What a transcendent evening! My friend who went with me had never witnessed Glover’s dancing; it was my fourth time. After two hours — with no intermission — of the most electrifying, original movements feet could possibly pound out, she said, “That was like a spiritual experience.”
I was speechless. Really, all my superlatives don’t matter. You truly had to be there. We sat in the fifth row and could see the sweat dripping off him, which took me back 14 years to my first Savion Glover experience.
But wait. First I must digress. I’ve been in love with tap since I was six years old. I flap-toe-heeled then with braids flying, and shuffled off to Buffalo 24 years later in a lobster costume with my dear friends Marilee and Kate, in front of hundreds of people. It was Southwest Harbor Days. (We went on after the Wicked Good Band played “The State of Maine License is the Only License with a Dead Animal on it.”)

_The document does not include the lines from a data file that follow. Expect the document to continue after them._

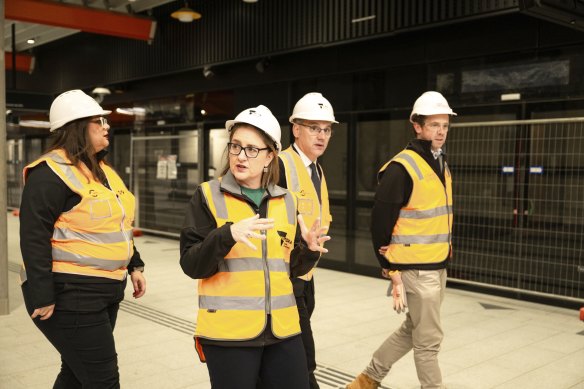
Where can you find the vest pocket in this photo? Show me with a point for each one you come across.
(100, 209)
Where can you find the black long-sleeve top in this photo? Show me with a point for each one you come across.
(203, 245)
(393, 193)
(44, 198)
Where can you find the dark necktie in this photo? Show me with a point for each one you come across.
(315, 179)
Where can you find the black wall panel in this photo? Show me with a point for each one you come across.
(232, 31)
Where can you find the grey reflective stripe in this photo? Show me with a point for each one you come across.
(420, 239)
(240, 264)
(278, 265)
(245, 303)
(290, 208)
(294, 186)
(218, 199)
(96, 263)
(252, 264)
(412, 163)
(232, 302)
(23, 276)
(427, 214)
(67, 169)
(104, 237)
(286, 301)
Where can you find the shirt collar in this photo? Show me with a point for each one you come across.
(303, 156)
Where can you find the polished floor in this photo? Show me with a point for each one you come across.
(490, 342)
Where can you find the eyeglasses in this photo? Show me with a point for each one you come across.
(249, 151)
(435, 126)
(315, 130)
(100, 120)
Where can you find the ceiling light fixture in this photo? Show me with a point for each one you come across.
(185, 14)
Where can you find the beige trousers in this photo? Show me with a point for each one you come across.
(421, 331)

Jump ahead to my 50th birthday in NYC, surprised by Brook with front row seats to “Bring in da Noise, Bring in da Funk.” The show combined African-American history, blues and tap. And Glover, the 23-year-old choreographer and lead hoofer, won every possible award known to Broadway that year.
Brook had done some tapping of her own by that time. Maybe my memory exaggerates, but I recall Brook and me holding hands, intermittently rising from our seats with the rest of the audience, howling in excitement.
We saw Glover sweating then too, but his face looked different than it did last night. Maybe it was the nature of the show. Brook and I waited outside the stage door, hoping to get his signature on our program.
I blurted out that we were tap dancers (compared to him, yeah right!). While inscribing his Savion Glover on the program, he didn’t look up at us. Maybe he was shy. When I thanked him, he replied, almost sullenly, “No problem.”
Last night, his face seemed illuminated with love. His smile, warmth and wit were apparent. He even sang, “I owe it all to you.” Savion Glover is 37 now, married with a young son.
So maybe he’s a happy family man. Or maybe it’s good to get older, grow into himself and his art. I dunno, just look at his face.